Вообще-то Диего Бернардович Алвини, уже пять лет глава Земского приказа, не то чтобы часто советовался с наследником по секретным служебным делам, но, по крайней мере, отсекал слухи совсем уж бестолковые. Он счел допустимым предупредить Алессана, что инцидентов произошло даже несколько больше озвученного числа и что едва ли это были кражи ради кражи. Следует быть готовыми ко внезапным продолжениям и держать свое чуткое магическое ухо востро.
– Так я и думала, – кивнула магичка, впрочем, понимая, что ход использует крайне дешевый. Юноша ожидаемо не бросился доказывать свою осведомленность.
– Версию домовых следствие не рассматривает, – все-таки приоткрыл он завесу тайны, чуть склоняясь к ее ушку, и добавил уже серьезнее, – ваш дом не пострадал.
Лея кивнула еще раз, уже с благодарностью.
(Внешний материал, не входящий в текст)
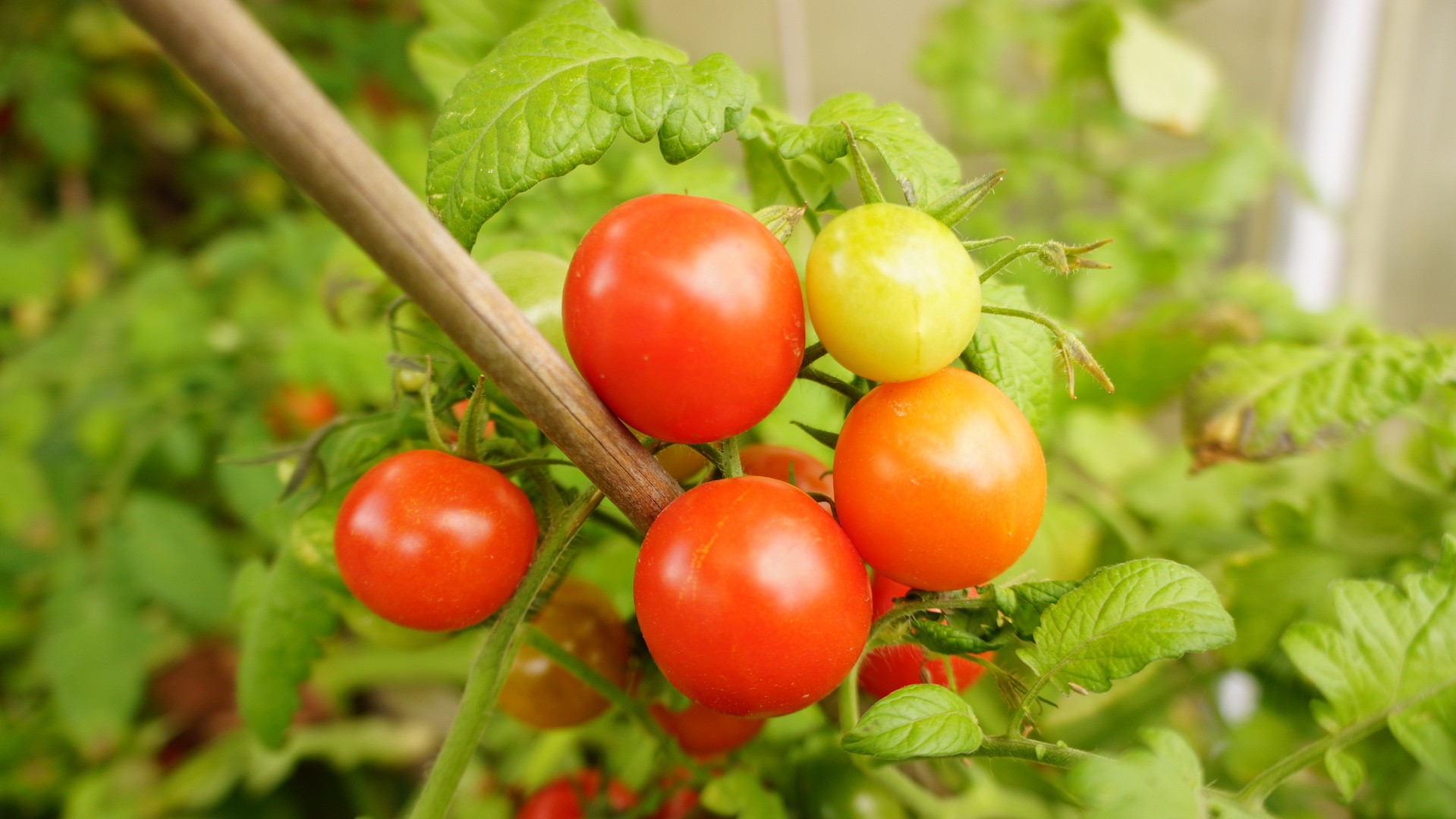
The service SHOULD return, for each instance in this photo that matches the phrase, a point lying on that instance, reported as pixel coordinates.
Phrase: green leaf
(1014, 354)
(1024, 603)
(1165, 782)
(740, 793)
(1123, 619)
(174, 554)
(554, 95)
(914, 722)
(928, 168)
(1394, 652)
(1348, 770)
(1277, 399)
(947, 639)
(92, 648)
(280, 643)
Ее отец не мог стать жертвой грабителей – тут она могла жарко поспорить с кем угодно – но в глубине души все равно тлел огонек беспокойства.
– Диего Бернардовича ждут сложные дни, – сочувственно добавила она, поддерживая переход на тон искренний. – Держитесь.
Отец Алессана действительно покинул усадьбу еще ночью и заглянул затем лишь для скоротечного завтрака. Юноша подумал даже предложить помочь и ему скрыть отметки бессонной ночи под глазами, но не осмелился шутить с магистром Алвини, пребывавшим в таком напряжении.
– Благодарю, – Алессан принимал заботу сложно, и потому быстро, даже с натугой, перешел на привычный окрас речи: – Должно быть, и ваши вечера оказались непросты, моя нареченная?
– Отчего? – вырвалось у Леи прежде, чем она успела поймать себя за язык и разочаровать собеседника незаданным вопросом.
– Как же! – замурлыкал тот. – Свадьба наверняка потребовала приготовления трех-четырех бочек "отрезвенья"!
– О нет, Алессан Диегович, напротив, – возразила девица, – я обошла почти каждого с предупреждением, что "отрезвений" сварила много меньше обычного и поднимаю на сегодня плату. Учтите это и вы также, второй раз я не стану утруждать соседей, доставляя вас к дому на тетушкиной повозке, – в досаде на свой поспешный вопрос она хлестнула даже больнее, чем желала бы.
Завидно владевший собой Аллесан все-таки дернул ноздрями. Проигрыш в сцене с грозой занимал его не слишком, но представление о том, как он впоследствии бесчувственно валялся на дне старой телеги, обернулось настоящей пыткой. Ладно бы он лежал у ног Леи как раненый воин, на спине, с каплями дождя на губах, в забытьи выдыхая ее имя! Это еще можно было снести. Так ведь скорее его бросили мешком в дурацкой позе, может быть даже лицом на замызганные доски. Напоминать ему об этом – с ее стороны просто бесчестно.